Tunisia: Ennahda Member Stirs Controversy
By Magharebia
By Houda Trabelsi
The latest controversy to flare up in Tunisia’s Constituent Assembly occurred after a prominent Ennahda member slammed labour protestors, citing a Qur’anic verse.
“Those who cut off roads and railways, paralysed the work of factories and mines and set fire to the public utilities in Tunisia during recent months are pockets of apostasy that seek corruption on the land,” Sadok Chourou told the assembly on Monday (January 23rd).
In what some described as a call for hadd (sharia punishment) against protestors, Chourou referred to verse 5:33.
“Indeed, the penalty for those who wage war against Allah and His Messenger and strive upon earth [to cause] corruption is none but that they be killed or crucified or that their hands and feet be cut off from opposite sides or that they be exiled from the land. That is for them a disgrace in this world; and for them in the Hereafter is a great punishment,” Chourou said, citing the Qur’an.
The remarks prompted a litany of reactions from human rights defenders and the opposition.
The Tunisian League for the Defence of Human Rights (LTDH) accused Chourou of “incitement to violence, murder and exile”.
The league issued a press statement, a copy of which was sent to the Ennahda member, saying that it “strongly condemns these statements and regards them as an invitation to deal with the sit-ins with intimidation and abuse, rather than dealing with them through dialogue and application of the law”.
The LTDH is “surprised by the issuance of this dangerous statement from a representative of the people and before the eyes and ears of the president and members of the National Constituent Assembly”, the statement read.
Chourou fired back, blaming “media exaggeration” in their claims that citing a Qur’anic verse gives rise to hatred.
“The Ennahda Movement is firm in its Islamic authority and Islamic discourse, and it is one of its advantages and original principles,” he maintained.
Chourou explained that he referred to those who disrupt the economy and in no way called for enforcing hadd against protestors.
However, the explanation failed to assuage many critics.
Communist Workers’ Party spokesman Hamma Hammami told Magharebia, “What Sadok Chourou did in citing this verse is incite public opinion against the demonstrators and protesters using religion to cast them as enemies of God and His Prophet.”
Chourou’s reading of the verse is a “truncated reading, and it was used inappropriately in him talking about sit-ins and protests, which were not present at the time the revelation of this holy Qur’anic verse”, according to doctor and academic Mohamed Talbi.
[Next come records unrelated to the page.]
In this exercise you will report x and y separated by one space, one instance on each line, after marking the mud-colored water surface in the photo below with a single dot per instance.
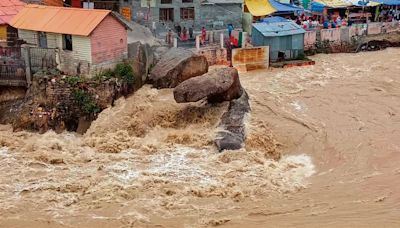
323 149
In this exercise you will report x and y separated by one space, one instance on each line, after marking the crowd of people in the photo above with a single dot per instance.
185 34
389 14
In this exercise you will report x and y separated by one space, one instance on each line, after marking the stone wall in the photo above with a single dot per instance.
72 66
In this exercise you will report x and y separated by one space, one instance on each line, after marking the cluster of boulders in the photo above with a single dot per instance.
192 81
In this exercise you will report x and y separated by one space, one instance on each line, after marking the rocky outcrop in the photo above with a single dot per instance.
231 135
176 66
218 85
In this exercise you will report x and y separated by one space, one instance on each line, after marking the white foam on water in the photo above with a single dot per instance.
304 166
178 166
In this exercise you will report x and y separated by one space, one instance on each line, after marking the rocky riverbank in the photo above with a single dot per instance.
60 102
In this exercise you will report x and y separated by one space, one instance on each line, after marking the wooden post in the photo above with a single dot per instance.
27 59
211 37
244 39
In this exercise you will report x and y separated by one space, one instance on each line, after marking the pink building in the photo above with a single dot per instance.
87 40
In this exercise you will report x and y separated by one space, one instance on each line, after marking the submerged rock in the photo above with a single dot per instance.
176 66
218 85
232 135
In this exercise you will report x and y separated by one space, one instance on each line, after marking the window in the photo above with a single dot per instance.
167 14
187 13
42 39
67 42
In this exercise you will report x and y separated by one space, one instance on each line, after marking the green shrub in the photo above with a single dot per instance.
85 101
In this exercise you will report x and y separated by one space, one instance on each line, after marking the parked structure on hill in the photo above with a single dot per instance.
212 14
8 9
285 39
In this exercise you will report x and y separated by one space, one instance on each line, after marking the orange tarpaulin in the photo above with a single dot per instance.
259 7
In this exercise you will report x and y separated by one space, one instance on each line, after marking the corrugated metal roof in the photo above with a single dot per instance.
278 28
259 7
334 3
8 9
59 19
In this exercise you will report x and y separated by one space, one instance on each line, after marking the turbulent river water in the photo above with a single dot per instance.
323 150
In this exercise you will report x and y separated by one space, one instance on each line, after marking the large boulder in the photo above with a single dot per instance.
232 135
176 66
220 84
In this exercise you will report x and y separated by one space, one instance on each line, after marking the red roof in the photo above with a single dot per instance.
8 9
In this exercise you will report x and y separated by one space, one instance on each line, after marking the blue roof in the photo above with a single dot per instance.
274 19
280 7
286 28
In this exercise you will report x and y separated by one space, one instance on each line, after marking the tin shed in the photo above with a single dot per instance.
285 39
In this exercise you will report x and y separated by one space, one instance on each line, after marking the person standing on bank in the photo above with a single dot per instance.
191 32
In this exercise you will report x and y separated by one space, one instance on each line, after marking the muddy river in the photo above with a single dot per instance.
323 150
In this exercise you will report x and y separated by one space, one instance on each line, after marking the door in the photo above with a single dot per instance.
42 39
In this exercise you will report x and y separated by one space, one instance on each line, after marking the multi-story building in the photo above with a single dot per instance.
212 14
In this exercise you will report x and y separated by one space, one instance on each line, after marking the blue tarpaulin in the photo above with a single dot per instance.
280 7
274 19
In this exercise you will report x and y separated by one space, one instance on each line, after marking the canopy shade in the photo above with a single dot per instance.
280 7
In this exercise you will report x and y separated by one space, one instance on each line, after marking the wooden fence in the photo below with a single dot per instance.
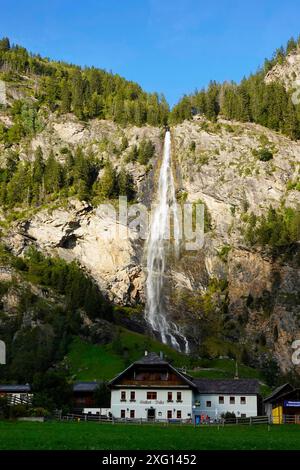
104 419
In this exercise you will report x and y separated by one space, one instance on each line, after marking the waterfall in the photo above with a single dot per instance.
159 241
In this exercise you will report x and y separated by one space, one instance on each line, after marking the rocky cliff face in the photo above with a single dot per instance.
287 72
225 295
217 165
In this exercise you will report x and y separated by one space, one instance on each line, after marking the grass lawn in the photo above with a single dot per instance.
95 436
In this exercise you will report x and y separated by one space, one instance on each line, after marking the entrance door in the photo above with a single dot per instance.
151 414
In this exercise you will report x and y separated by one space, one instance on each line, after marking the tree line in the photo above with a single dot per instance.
87 92
252 100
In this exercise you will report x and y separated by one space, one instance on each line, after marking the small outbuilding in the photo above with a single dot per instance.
283 405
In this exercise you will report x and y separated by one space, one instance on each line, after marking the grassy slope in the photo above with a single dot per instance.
93 436
93 362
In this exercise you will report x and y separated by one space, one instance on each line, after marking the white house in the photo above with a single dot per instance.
216 397
153 389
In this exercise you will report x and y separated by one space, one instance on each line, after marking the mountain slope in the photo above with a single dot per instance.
239 295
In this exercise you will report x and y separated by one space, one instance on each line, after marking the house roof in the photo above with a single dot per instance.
15 388
227 386
152 359
279 391
85 386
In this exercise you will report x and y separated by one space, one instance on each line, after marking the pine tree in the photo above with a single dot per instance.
66 97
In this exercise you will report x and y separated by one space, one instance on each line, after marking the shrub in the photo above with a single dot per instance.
264 155
19 411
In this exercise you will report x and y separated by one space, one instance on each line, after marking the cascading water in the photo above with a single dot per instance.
157 247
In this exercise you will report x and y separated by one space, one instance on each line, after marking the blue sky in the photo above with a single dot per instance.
169 46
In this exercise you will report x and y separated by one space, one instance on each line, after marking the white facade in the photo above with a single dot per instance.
213 405
160 407
97 411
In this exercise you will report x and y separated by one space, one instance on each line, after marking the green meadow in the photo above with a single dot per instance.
96 436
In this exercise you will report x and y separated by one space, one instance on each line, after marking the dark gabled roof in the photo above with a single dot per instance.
227 386
15 388
284 395
282 389
152 359
85 386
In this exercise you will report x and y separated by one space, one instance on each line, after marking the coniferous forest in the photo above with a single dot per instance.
252 100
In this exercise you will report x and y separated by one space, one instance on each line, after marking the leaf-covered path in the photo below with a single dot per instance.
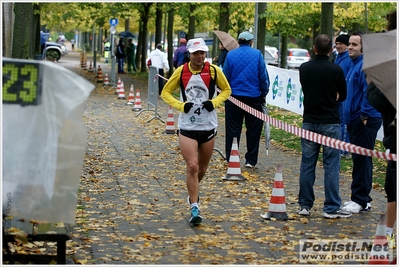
133 200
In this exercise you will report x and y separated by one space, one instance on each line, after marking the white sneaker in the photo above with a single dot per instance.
352 207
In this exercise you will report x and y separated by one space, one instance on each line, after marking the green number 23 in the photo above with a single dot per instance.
28 92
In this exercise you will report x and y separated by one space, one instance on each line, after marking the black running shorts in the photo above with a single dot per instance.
200 136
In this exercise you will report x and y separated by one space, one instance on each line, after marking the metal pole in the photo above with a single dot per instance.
113 61
94 53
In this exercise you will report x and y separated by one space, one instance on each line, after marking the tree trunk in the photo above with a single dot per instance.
224 25
170 39
327 12
22 44
36 33
144 16
224 17
261 38
8 26
158 24
191 22
284 42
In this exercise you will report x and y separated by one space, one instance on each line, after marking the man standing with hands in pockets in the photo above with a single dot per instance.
323 84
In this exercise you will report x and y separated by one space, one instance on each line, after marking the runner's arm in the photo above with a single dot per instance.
170 86
224 86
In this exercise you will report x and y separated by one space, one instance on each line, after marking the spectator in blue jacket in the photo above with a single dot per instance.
363 123
178 56
245 69
345 62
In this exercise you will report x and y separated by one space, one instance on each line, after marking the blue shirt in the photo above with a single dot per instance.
245 69
356 103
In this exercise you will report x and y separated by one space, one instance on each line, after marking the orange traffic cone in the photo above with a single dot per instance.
118 86
277 208
99 75
137 102
90 67
122 92
170 122
234 169
131 96
380 253
106 81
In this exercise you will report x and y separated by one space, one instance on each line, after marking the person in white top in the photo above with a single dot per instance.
158 59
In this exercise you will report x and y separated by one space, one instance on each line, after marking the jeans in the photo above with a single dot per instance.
331 163
234 119
120 65
362 172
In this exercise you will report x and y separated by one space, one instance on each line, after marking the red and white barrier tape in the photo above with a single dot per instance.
312 136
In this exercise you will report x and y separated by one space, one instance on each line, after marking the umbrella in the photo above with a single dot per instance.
379 62
227 40
127 34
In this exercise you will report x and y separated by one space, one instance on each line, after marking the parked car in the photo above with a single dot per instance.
297 56
52 48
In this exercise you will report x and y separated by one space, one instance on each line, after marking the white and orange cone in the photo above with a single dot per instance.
277 207
131 96
100 75
118 86
137 102
106 80
380 253
234 168
170 122
121 94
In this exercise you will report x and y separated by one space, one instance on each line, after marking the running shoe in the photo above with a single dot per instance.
195 216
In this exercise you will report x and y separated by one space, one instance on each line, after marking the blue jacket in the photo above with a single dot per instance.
344 61
245 69
356 103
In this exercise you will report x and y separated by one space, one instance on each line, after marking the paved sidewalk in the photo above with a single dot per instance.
133 201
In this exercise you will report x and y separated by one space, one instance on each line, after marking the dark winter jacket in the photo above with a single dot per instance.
321 80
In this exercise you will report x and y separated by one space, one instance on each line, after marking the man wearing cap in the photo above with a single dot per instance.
178 56
197 122
345 62
245 69
159 60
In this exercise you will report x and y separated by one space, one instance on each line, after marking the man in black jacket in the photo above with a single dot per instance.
324 86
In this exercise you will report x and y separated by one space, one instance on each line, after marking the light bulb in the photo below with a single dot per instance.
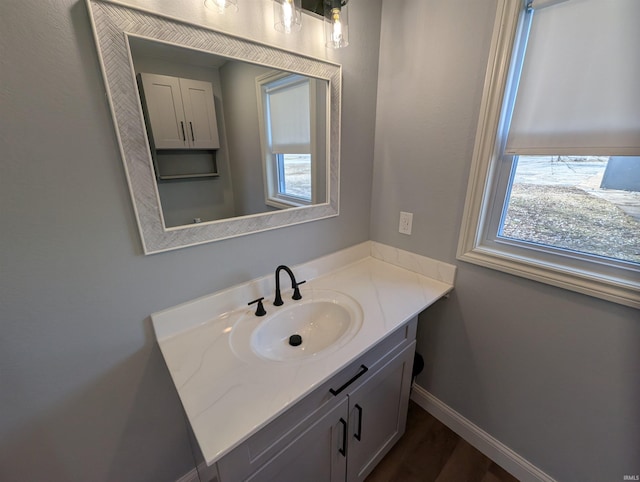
336 34
336 25
287 15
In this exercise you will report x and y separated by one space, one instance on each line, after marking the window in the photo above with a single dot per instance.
287 107
554 193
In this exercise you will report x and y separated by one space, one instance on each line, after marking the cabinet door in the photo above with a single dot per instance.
200 114
378 414
165 113
318 454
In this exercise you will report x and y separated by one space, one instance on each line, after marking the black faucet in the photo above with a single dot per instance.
294 285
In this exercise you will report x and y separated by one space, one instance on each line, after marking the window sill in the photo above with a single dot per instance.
610 288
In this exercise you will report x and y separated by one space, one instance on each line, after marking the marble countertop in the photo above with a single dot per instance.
228 395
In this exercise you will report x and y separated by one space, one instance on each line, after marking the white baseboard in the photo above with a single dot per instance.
485 443
191 476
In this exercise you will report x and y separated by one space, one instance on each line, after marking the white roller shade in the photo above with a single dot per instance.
580 86
289 118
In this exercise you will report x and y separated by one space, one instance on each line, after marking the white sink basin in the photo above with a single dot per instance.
325 320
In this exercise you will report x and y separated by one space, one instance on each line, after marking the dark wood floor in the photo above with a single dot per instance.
430 452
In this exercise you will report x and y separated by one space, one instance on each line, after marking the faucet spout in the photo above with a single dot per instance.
294 285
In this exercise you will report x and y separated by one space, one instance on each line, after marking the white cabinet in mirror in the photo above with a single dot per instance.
234 179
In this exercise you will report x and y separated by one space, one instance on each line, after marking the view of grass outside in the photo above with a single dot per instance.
557 201
297 175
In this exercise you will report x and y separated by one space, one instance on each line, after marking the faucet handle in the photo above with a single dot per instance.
260 311
296 291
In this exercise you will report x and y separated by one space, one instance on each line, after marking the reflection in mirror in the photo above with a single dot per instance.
216 162
270 126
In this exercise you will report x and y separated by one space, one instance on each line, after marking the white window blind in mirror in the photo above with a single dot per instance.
579 85
289 117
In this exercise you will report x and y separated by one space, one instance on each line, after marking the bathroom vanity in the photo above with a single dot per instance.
327 409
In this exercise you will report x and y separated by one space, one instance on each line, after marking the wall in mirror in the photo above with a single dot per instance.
274 166
200 185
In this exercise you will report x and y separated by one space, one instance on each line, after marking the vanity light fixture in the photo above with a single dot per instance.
287 15
336 23
221 6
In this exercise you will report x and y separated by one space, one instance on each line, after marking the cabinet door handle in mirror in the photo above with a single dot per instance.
343 449
358 434
361 372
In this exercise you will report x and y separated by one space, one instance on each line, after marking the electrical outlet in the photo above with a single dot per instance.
406 220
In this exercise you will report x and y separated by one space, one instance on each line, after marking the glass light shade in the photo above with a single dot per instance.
336 24
221 6
287 15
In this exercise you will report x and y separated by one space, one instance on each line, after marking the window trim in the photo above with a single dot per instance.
577 275
270 164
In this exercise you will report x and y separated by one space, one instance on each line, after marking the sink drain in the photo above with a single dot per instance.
295 340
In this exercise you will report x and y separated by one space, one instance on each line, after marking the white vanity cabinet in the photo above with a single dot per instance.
341 430
181 112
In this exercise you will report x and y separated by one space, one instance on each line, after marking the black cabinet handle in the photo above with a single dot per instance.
343 450
361 372
358 435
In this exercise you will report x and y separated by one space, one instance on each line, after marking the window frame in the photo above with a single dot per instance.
489 182
271 166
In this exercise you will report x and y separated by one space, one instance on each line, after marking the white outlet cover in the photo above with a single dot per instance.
406 221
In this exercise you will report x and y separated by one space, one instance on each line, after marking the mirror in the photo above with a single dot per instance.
193 195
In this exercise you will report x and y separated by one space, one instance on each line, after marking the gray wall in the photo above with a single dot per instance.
243 133
84 393
550 373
“Chorou’s address is mixing politics and religion,” he added.
“Using the Koran to justify the new dictatorship is dangerous and will lead us to what will ultimately have dire consequences,” Monia Mezni, 45, told Magharebia.
“The call to implement Islamic law and in a distorted way returns Tunisia to a new dictatorship, nothing more,” Maya Shayeb said.
Others defended the Ennahda member.
“When I heard the words of sheikh Chorou and his citing the verses, I really felt that there was a revolution and an Islamic awakening in our beloved Tunisia,” said Murad Falis, 33.
Lotfi Zitoun, an advisor to Prime Minister Hamadi Jebali, argued that Chourou’s words should not be taken “literally”.
“He believes that the sit-ins hurt the economy,” Zitoun explained. “This man has spent more than 20 years in prison and was prohibited from speaking for 16 years in solitary confinement, and he is entitled to say what he wishes and has immunity as a member of the Constituent Assembly and cannot be judged on intentions.”
He added that Ennahda had “not called for applying hadd against anyone”.
Chourou was the head of Ennahda from 1988 to 1991. In 1992, he was sentenced to life imprisonment for attempting to overthrow the Ben Ali regime. The sentence was reduced, and Chourou was released in October 2010.